California based Heartland Veterinary Clinic says tattoos have a very good success rate of returning lost pets to their owners. On their website, they recommend permanent forms of identification such as microchipping and tattooing.

"Because a tattoo can only be performed under general anesthesia, your puppy's neuter date is the perfect time to consider having this done. He will be given a small tattoo in his right ear when he is sleeping. The tattoo is composed of a combination of three to seven letters and digits. This set of letters and numbers is specific to your dog; no other pet in the province will have the same combination of characters. If your pet is found and taken to a veterinary clinic or a humane society, the staff will be able to trace the tattoo back to the clinic that originally placed the tattoo."

TIP #4: Have situational awareness

According to Giglio, walking an expensive dog in desolate areas late at night can be risky and something pet owners should re-consider as part of being situationally aware when out on walks.

TIP #5: Do not geotag your location on social media.

Part of the joy of owning a beautiful Frenchie is sharing with the world the fun things you do with your pet.
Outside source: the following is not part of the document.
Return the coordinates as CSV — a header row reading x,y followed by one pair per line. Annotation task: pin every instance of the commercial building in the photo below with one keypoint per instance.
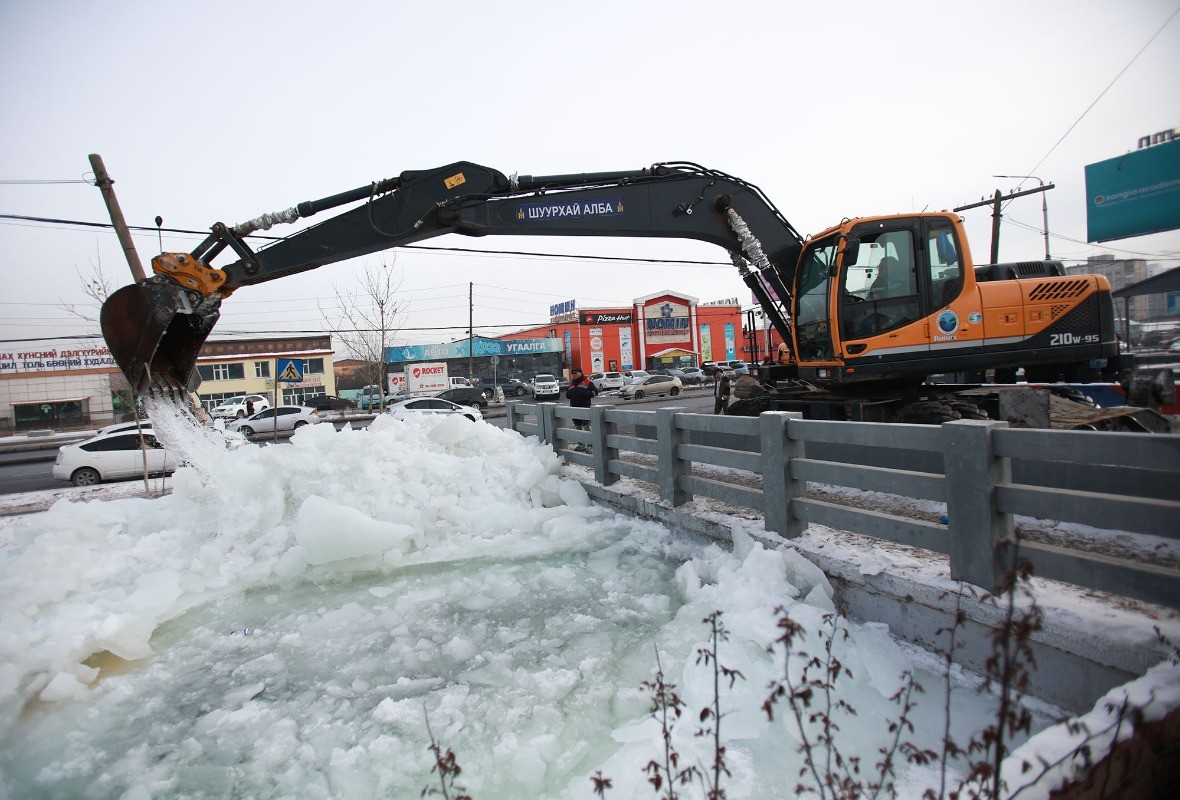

However, these could be used to track your whereabouts and to glean information on the value and look of your dog.

"A lot of people are sharing pictures of their beautiful dogs and bragging about their dogs and talking about the values. That's information that the bad guys can look at and then you become a potential victim," Giglio says. "The more things they know about you on social media - about your dog or where you live or your town or you start posting and tagging places that you go to like restaurants and the gym, the more information they have to utilize to grab the dog."